Thermal mismatch is a problem for semiconductor chips that are mounted on a metal substrate by diffusion soldering. In these packages, the semiconductor chips are electrically connected to the metal substrate by the bond between the rear surface of the chip and the substrate. A diffusion solder bond has the advantage that a thin bond structure, for example around 10 μm, is provided. This improves thermal dissipation as well as enabling the size of the package to be reduced. However, as the bond structure is thin, it is less able to absorb the stress which occurs due to the mismatch in thermal expansion coefficients. Thermal mismatch is also a problem for other metallic chip interconnect techniques.

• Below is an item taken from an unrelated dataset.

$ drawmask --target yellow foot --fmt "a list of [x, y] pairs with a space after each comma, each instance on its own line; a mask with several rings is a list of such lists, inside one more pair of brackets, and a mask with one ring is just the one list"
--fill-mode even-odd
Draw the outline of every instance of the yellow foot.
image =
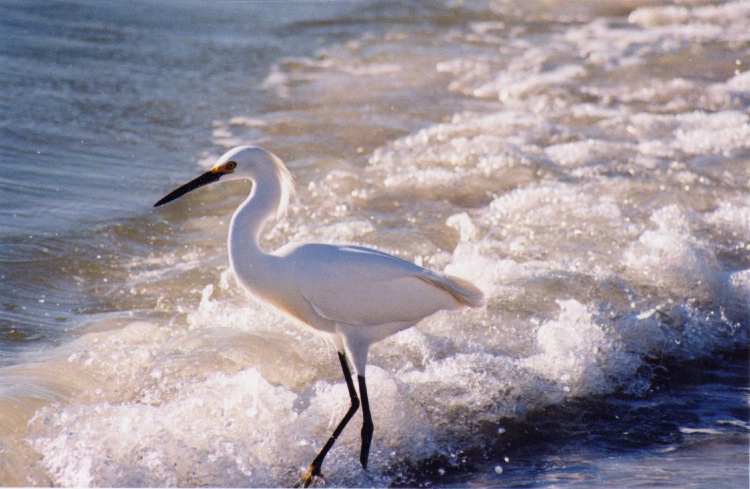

It is known to position a buffer layer directly on the rear side of the semiconductor chip or the front side of a die pad. The buffer layer is typically a ductile metal layer that absorbs stress and thereby mechanically decouples the semiconductor chip and the die pad. Existing applications use full-area metal plating (e.g. Ag, Ni/NiP, Au) for the buffer layer. In these applications, the buffer layer extends across the entire bottom surface of the semiconductor chip. By using die pad plating, the occurrence of silicon cracks is reduced, as the plating metal is more ductile than the copper base material of the die pad. However, a disadvantage of plating metals, such as Ag, Ni/NiP, and Au is their poor wettability and solderability compared to copper surfaces. The interdiffusion and intermetallic phase formation with the tin containing solder alloys (typically used in diffusion soldering) is lower for these plating metals than for copper.
For applications in which it is desirable to have a full-area void-free die attachment with appropriate thermal and electrical conductivity, bare copper die pads without plating are used. Since there is no buffering plating used in these applications, chip thickness and chip size are limited in order to prevent horizontal cracks in the silicon.